I am interested to learn if there are estimates on how many years the data would last before it needs to be replicated to a new drive. Also, is ECC used so if there is some data lost in a period, that data is likely to still be recoverable? It would be interesting to know if we would consider if this archive is really an archive from the perspective of 1000 years from now.

Reply [edit]

Poster: Coderjo Date: Oct 8, 2012 1:49pm
Forum: petabox Subject: Re: How long does the data last?
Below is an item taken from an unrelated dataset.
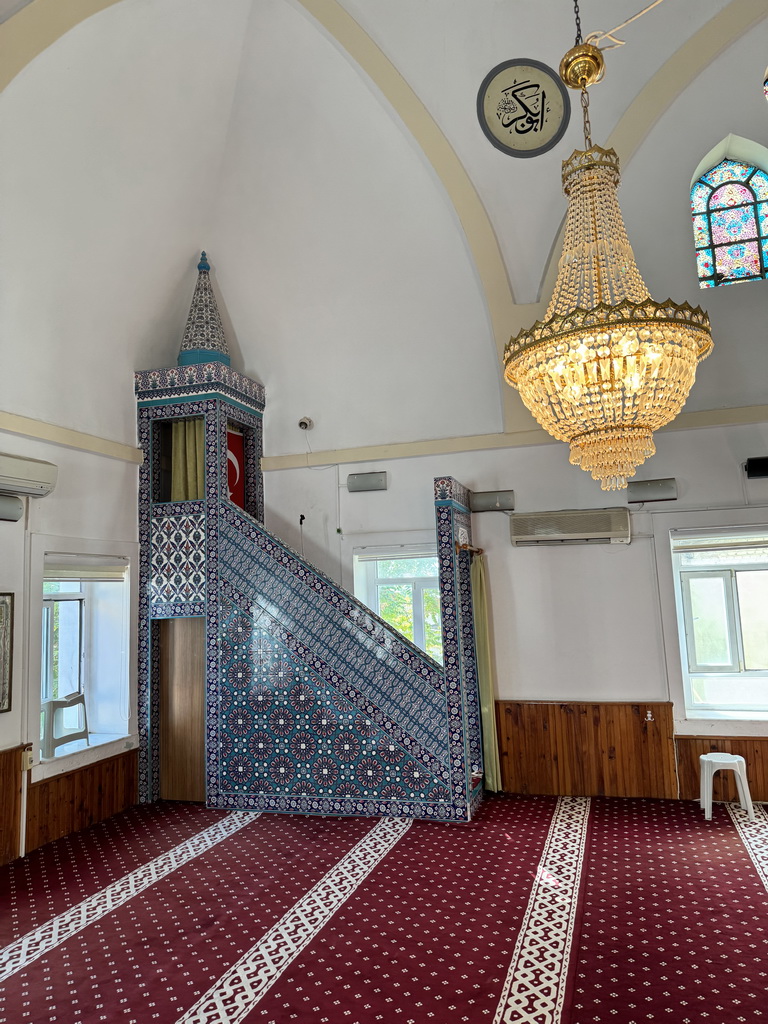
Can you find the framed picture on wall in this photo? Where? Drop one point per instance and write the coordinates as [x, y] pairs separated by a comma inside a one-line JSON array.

The data is stored on two separate hardware nodes as soon as it is uploaded to archive.org. As far as I know, the system does not do extra ECC (beyond what the hard drive does internally). However, in one of the item's xml files, it stores a list of files for the item along with checksums, which can be used to verify the files on each node.

Reply [edit]

Poster: Seaware Date: Oct 9, 2012 12:47am
Forum: petabox Subject: Re: How long does the data last?

Thanks. So if the half life of the data on the disk is 100 years (for example) would the drive be powered on and data be checked at least once during that period and the first failing checksum cause a replication to a fresh drive? Also, I hope you are using a CRC, not a pure checksum, which will be more likely to find multi-bit errors.

Reply [edit]

Poster: Coderjo Date: Oct 10, 2012 11:04pm
Forum: petabox Subject: Re: How long does the data last?

I don't know low-level details, so I don't know if the data is scrubbed regularly. I also don't know the procedures that occur when a drive fails and needs to be replaced.

Currently, looking at the files.xml file for a random item, the system does sha1, md5, and crc32. It also stores the file size and mtime.